Barricades et cocktails Molotov

Depuis le début des événements, cet avocat à la Cour ne se rend à son cabinet que le matin, quand tout est calme. «Mais tous mes rendez-vous ou presque sont annulés, explique-t-il. Le centre-ville tourne au ralenti, surtout avec la grève générale.» Alors, le reste du temps, il se barricade chez lui et regarde les manifestations de sa fenêtre.

«J’ai vue sur les deux facs occupées de la ville», précise Lucas. Si la journée, quelques badauds jouent les curieux sur les trottoirs, à partir de 18h, «place aux barricades et aux cocktails Molotov». Lucas habite le quartier, réputé agité, depuis plus de 35 ans, mais il avoue qu’il n’a «jamais rien vu qui ressemble à ce qu’il se passe en ce moment».

Les boutiques attaquées «à coups de marteaux ou de troncs d’arbres»

Pas même en 1973, au moment des émeutes contre la dictature des colonels. On dit que «quatre ou cinq immeubles ont déjà entièrement brûlé dans Athènes», s’inquiète Lucas. Il raconte avoir vu «des gens s’attaquer à des boutiques à coups de marteaux ou de troncs d’arbres».

Ce qui frappe Lucas, c’est la diversité des visages qui crient leur colère dans les rues. Des anarchistes, dont on entend beaucoup parler, des étudiants, «mais aussi de très jeunes gens de 14 ans, qui participent volontiers».

Les forces de l’ordre «détestées»

Essentiellement des Grecs, contrairement à ce que Lucas a entendu dire au début des événements. «On voit bien quelques étrangers, mais ils ne sont pas à l’origine des dégradations», souligne-t-il. Il en a seulement vu passer derrière les pillards, ramasser ce qui restait dans les boutiques fracturées.

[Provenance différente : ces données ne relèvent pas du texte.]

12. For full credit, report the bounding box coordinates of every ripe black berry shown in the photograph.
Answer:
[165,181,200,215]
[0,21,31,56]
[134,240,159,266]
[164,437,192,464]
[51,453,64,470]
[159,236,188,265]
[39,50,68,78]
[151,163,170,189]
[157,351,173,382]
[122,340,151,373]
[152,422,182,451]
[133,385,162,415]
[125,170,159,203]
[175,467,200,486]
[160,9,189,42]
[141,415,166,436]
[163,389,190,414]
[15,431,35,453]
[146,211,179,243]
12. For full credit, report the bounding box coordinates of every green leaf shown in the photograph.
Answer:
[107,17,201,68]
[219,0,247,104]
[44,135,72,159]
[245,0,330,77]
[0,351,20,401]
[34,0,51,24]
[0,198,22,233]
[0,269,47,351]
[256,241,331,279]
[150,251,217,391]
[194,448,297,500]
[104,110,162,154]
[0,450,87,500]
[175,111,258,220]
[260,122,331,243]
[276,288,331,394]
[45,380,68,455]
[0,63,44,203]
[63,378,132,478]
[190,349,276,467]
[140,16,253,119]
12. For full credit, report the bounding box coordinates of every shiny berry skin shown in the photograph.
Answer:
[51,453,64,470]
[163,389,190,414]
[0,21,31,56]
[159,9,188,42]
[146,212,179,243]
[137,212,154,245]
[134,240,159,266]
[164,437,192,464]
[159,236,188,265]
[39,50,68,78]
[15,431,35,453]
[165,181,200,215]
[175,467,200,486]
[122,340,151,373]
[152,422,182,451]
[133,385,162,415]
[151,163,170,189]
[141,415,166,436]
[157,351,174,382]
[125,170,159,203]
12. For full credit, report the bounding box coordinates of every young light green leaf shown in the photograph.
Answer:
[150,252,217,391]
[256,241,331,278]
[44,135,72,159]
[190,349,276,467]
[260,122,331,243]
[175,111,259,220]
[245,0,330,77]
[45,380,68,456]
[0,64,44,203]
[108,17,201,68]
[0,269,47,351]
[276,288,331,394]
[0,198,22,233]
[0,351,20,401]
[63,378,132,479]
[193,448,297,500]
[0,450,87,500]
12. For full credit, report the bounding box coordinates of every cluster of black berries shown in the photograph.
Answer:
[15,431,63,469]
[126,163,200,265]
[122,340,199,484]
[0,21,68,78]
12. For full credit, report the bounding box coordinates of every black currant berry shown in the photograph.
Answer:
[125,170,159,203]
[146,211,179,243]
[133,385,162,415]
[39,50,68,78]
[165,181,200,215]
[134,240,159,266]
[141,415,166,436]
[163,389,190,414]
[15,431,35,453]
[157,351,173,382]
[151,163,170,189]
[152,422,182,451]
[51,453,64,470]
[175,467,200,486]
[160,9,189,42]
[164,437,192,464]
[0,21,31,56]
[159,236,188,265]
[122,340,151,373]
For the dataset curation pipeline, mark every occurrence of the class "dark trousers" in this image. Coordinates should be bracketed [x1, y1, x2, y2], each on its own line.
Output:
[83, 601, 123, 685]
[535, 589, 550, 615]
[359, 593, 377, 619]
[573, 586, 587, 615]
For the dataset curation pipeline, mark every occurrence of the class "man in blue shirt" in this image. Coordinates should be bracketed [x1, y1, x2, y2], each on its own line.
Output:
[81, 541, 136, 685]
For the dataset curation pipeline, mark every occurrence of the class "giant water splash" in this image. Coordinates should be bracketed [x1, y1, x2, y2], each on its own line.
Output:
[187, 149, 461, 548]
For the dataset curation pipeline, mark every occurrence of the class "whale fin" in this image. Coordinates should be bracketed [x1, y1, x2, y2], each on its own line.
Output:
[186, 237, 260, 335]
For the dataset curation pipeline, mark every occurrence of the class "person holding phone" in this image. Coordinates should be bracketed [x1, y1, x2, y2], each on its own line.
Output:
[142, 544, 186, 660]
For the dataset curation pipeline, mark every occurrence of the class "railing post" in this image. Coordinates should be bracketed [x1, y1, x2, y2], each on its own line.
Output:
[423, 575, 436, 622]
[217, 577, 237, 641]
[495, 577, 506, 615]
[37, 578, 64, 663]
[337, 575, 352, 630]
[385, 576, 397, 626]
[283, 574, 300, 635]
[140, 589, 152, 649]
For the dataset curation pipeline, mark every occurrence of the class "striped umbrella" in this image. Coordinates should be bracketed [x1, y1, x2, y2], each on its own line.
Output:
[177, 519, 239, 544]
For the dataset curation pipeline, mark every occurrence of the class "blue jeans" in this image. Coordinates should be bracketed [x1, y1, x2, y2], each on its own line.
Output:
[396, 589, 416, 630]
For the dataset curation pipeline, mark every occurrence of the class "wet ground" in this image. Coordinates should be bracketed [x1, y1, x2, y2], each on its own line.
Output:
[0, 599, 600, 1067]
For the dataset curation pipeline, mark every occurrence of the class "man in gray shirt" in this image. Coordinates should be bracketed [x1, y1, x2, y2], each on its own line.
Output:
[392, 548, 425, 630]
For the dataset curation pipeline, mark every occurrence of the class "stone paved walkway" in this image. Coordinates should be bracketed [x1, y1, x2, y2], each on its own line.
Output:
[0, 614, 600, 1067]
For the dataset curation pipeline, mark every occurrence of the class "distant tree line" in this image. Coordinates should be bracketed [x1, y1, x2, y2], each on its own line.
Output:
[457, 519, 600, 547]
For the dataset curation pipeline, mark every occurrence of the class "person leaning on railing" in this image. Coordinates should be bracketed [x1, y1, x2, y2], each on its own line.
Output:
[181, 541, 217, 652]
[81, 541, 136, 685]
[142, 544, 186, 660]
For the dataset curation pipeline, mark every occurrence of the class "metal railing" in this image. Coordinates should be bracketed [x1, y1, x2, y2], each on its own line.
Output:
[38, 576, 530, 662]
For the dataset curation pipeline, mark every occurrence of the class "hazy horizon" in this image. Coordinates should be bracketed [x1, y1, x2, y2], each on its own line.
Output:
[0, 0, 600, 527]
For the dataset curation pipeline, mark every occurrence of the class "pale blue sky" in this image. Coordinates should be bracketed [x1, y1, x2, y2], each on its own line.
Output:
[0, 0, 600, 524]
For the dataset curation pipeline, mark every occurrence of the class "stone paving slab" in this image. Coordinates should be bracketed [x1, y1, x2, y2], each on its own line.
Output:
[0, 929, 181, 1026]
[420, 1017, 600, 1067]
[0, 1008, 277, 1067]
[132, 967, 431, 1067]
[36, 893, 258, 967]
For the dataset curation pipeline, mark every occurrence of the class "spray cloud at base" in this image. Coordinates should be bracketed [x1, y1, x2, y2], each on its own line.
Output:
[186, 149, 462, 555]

Pour Lucas, «le meurtre de ce jeune a mis le feu aux poudres, mais le pays n’était déjà pas serein avant». Il évoque la situation économique désastreuse du pays, mais aussi les forces de l’ordre, détestées par de nombreuses catégories de la population: «Des intellectuels désabusés aux prolétaires, en passant par les supporters de foot ou ceux qui se jugent mal considérés.»

Etat de siège

Mardi, en marge des obsèques d’Alexis, de violents affrontements ont eu lieu «et un policier à moto a sorti son arme pour tirer plusieurs coups de feu en l’air». Mais ce mercredi, les choses semblent se tasser. «Il y a bien des manifestations, mais moins violentes que ces derniers jours», juge Lucas. Il se murmure d’ailleurs que «si la nuit prochaine, de nouvelles violences ont lieu, le gouvernement décréterait l’état de siège».

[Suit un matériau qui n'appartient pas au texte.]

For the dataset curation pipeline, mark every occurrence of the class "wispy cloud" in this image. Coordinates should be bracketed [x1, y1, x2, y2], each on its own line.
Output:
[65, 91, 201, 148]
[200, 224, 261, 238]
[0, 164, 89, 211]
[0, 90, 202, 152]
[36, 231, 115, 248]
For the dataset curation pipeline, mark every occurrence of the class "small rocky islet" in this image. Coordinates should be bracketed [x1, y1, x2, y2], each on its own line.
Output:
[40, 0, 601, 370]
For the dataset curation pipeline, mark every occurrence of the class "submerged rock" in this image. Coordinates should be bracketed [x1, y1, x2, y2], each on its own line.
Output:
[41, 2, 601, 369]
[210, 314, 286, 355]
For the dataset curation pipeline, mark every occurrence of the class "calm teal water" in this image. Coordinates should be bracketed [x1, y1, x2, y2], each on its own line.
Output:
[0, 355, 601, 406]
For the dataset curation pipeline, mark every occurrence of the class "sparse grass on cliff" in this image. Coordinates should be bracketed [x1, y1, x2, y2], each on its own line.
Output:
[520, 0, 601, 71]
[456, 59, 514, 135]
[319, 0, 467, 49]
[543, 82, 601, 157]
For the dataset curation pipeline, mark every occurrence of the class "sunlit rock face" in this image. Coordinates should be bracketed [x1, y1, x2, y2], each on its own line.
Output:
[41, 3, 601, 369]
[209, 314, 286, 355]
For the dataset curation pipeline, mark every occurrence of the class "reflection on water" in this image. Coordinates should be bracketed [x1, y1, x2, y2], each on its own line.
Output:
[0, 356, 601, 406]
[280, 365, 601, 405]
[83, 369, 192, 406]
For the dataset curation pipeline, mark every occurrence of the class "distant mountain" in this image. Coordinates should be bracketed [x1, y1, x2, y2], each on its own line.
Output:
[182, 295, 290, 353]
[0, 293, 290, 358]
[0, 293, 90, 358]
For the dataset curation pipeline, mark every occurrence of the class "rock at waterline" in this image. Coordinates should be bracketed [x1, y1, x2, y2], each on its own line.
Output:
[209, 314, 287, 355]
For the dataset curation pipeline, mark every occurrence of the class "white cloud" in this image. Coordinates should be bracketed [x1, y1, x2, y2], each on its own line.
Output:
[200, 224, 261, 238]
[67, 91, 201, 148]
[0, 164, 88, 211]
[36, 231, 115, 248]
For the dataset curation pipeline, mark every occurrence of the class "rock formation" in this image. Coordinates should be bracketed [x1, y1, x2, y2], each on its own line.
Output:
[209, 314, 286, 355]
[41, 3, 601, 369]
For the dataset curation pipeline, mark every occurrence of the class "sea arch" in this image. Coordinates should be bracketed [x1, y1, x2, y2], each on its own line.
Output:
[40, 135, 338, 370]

Pire, Lucas raconte qu’à Salonique et Patras «des commerçants, des citoyens, mais aussi des militants d’extrême droite se joignent aux forces de l’ordre pour s’en prendre aux manifestants». Sans cautionner, l’avocat avoue «comprendre la révolte» de ceux qui ont vu leurs biens détruits par les manifestants. Lui-même l'a ressentie quand la banque au pied de son immeuble a brûlé toute une nuit durant. Sans prendre les armes en représailles, pour le moment.